The theme song for all three movies is "Red Right Hand" by Nick Cave and the Bad Seeds.
An alternate version of the music video "Drop Dead Gorgeous" by Republica featuring clips from the film was shown on music networks such as MTV. Although the song can be heard in the film, it does not show up on the soundtrack album. The song was also used in one of the TV promo spots for the film.
The soundtrack album was released on December 17, 1996 featuring songs from the film. A CD featuring Marco Beltrami's orchestral music for Scream and Scream 2 was released on the Varèse Sarabande label in 1997.[11]
The original, gorier version of the film was released on VHS in 1997. The box covers classified the film as rated "R" even though it was actually the unrated version. The unrated cut was only available on video when the film was released for sale to the general public while the rental version, released earlier that year, still contained the theatrical cut. The unrated version was officially released as "The Director's Cut" on laser disc but has yet to be released on DVD in America. The unrated version has been released on DVD in other regions such as Europe and Japan with quality varying. Differences in the film include: A shot of Steve's entrails falling out of his stomach; a longer, slower version of the shot where Casey's body is shown hanging from a tree; Tatum's head getting crushed by the garage door; More blood can be seen pouring down Kenny's chest after getting his throat slashed; A more graphic version of the scene where Stu and Billy stab each other.
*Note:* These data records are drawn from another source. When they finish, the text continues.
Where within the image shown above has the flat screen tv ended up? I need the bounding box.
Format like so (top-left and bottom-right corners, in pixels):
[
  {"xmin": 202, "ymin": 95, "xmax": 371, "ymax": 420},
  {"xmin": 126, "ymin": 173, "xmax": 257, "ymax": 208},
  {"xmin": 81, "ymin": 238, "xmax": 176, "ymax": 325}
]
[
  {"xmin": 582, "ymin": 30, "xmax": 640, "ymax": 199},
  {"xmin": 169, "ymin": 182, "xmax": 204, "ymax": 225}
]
When the film was released for sale on VHS in 1997 it was available in several different forms including three collectible covers with one featuring Drew Barrymore's face, one had Neve Campbell's face and the other had Courteney Cox's face. There was also a collector's set which came with the wide screen version of the film on one tape and another tape featuring the movie with audio commentary by Wes Craven and Kevin Williamson. The set also featured a special Scream phone card with 10 minutes of talk time and three large collector's cards with the faces of Drew, Neve and Courteney (the same images used on the special VHS covers).